Some people love a challenge. Other’s ain’t got the time for it.
I will also say something I don’t love is that you can have your kid have their own KU subscription (kids version) on their Kindle that will be hooked to yours, so while they can’t see your books you can see theirs and nothing screams 8 year old more than 50 books about poop between your thrillers.
Who is a Kindle Unlimited Subscription For?
This may be a match made in book heaven if:
- You devour books. You’re a literary monster. Hoe for reading. However you wanna say it.
- You love different genres and don’t mind reading things outside of your norm
- You have commitment issues and like the idea of being able to get a book off your digital “shelf” if it ain’t for you
- You have an extra $11.99 a month laying around.
- You’re open to new authors
Who is Kindle Unlimited NOT For?
Kindle Unlimited may not be the best fit for you if:
- You like new and shiny. You have to have the latest releases always.

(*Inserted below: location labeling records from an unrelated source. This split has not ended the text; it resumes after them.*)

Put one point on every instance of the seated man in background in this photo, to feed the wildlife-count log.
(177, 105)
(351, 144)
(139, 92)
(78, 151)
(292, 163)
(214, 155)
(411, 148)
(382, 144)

- You like physical copies of books. You like seeing them on your shelves and it’s your happy place
- You don’t read that often; maybe a couple books a month or less.
- You do not have an extra $11.99 a month laying around
- You’re a creature of habit. You know what authors you like, what genres you like and would rather not explore and have to dig for the good stuff.
In the end, whether Kindle Unlimited is worth it or not depends on your reading habits, preferences, and budget.
If you’re an avid reader like me with an insatiable appetite for books, love exploring new authors and genres, and value the convenience it offers, Kindle Unlimited can be a fantastic addition to your literary adventures.
However, if you’re more interested in owning the latest bestsellers or prefer building a permanent book collection, you might want to explore other options.
Personally, I have a subscription and because I wanted to lock in that price, I paid for a year in advance but I’m curious to see how much I use it within the next year. When my subscription renews next year, I will be forced to go to their $11.99 monthly pricing.
Either way, best of luck!
Frequently Asked Questions
No, Kindle Unlimited is a separate subscription service and is not included for free with Amazon Prime membership. However, Prime members do have access to the Kindle Owners’ Lending Library, which allows them to borrow one book per month from a limited selection. In my experience, it’s mid at best.
Absolutely! You don’t need a physical Kindle device to enjoy Kindle Unlimited. The Kindle app is available for smartphones, tablets, and computers, allowing you to read Kindle books and magazines on multiple devices. Simply download the app, sign in with your Amazon account, and get it poppin.
You can have up to 20 books at any given time. Once you reach that limit, you’ll have to return one before you can borrow another. But as long as you have a subscription, you can have those books in your library for months on end.
Absolutely. If you decide it’s not the right fit for you, simply go to your Amazon account settings, navigate to the “Memberships & Subscriptions” section, and manage your Kindle Unlimited subscription.
Kindle Unlimited books can’t be shared directly with other people outside of your Amazon “household”. However, a workaround would be that you can share devices with the Kindle app on it and logins. But I would lie if asked to testify.
Nope. Like we talked about earlier, think of Kindle Unlimited as a digital library. When you borrow through Kindle Unlimited, it’s accessible as long as you have a subscription, but when you cancel it, poof! Those books are removed.